Fig. 2 is a flowchart of a global weighted fusion (GWFuse) blocking effect elimination method adopted in the present invention.
FIG. 3 is a schematic diagram of a remote sensing image boundary expansion to be interpreted.
Fig. 4 is a diagram illustrating a global window weighted smoothing function. Wherein, diagram (a) is a schematic diagram of the case of extending the second order smoothing function to two dimensions; graph (b) is a two-dimensional weighted smoothing function visualization.
FIG. 5 is a more semantic segmentation blocking effect and processing result thumbnail thereof. Wherein, (a) is the original image; (b) listing as a sliding window processing result; (c) the columns are weighted overlapping sliding window processing results; (d) listed as the patent processing result of the present invention. The original image size floats in the range of 7000 × 7000 pixels to 80000 × 80000 pixels.
Detailed Description
The invention adopts a global weighting fusion method to solve the problem of eliminating the blocking effect of the semantic segmentation result of the large-amplitude remote sensing image, the method utilizes the size of a sliding window and a global fusion factor to comprehensively calculate a window weighting function, simultaneously considers the advantages of batch processing prediction of a Convolutional Neural Network (CNN), and carries out global weighting fusion on batch processing images under different step sizes by taking an image block processed by the total batch processing size as a processing unit. And eliminating the extended boundary by using the size of the sliding window and the fusion factor so as to obtain a final fusion result and eliminate the semantic segmentation blocking effect of the large-amplitude remote sensing image.
In order to better understand the technical solution of the present invention, the following description will be made with reference to the accompanying drawings. The global weighting fusion (GWFose) semantic segmentation blocking effect elimination method provided by the invention is shown in figure 2, and the core of the method lies in window weighting function calculation and batch processing image weighting fusion.

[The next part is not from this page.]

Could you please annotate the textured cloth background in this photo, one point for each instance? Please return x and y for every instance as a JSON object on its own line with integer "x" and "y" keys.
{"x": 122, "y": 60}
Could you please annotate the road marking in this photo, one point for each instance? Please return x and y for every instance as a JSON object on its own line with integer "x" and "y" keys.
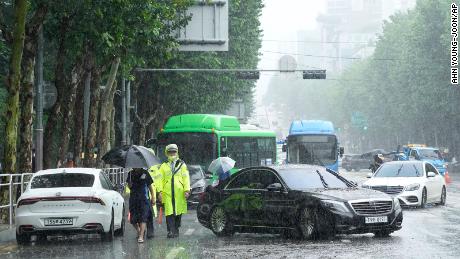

The specific implementation steps are as follows:
step 1, calculating weighted fusion preprocessing parameters of the image to be semantically segmented.
The calculation of the preprocessing parameters is a precondition for eliminating the semantic segmentation blocking effect, and comprises three aspects of image boundary expansion, window weighting function calculation and batch processing total step length calculation. The method comprises the following specific steps:
1.1 remote sensing image boundary expansion to be interpreted
The input remote sensing image to be interpreted is assumed to be Im×nWherein m and n are the width and height of the image to be interpreted respectively; the window size during image interpretation is k, and the fusion factor is beta; the extended image is Ip×qWherein p and q are the width and height of the extended image, respectively. As shown in fig. 3, from the interpretation window size and the fusion factor, the extended width w and height h can be calculated as:
Figure BDA0002108193830000061
wherein the symbols
Figure BDA0002108193830000062
Indicating rounding up. Therefore, the width and height of the expanded image are:
Figure BDA0002108193830000063
Figure BDA0002108193830000071
the invention adopts a mirror image boundary expansion mode to expand the image to be interpreted according to the expansion width and height. Wherein the fusion factor is chosen to be β -2 and the window size is chosen to be k-512.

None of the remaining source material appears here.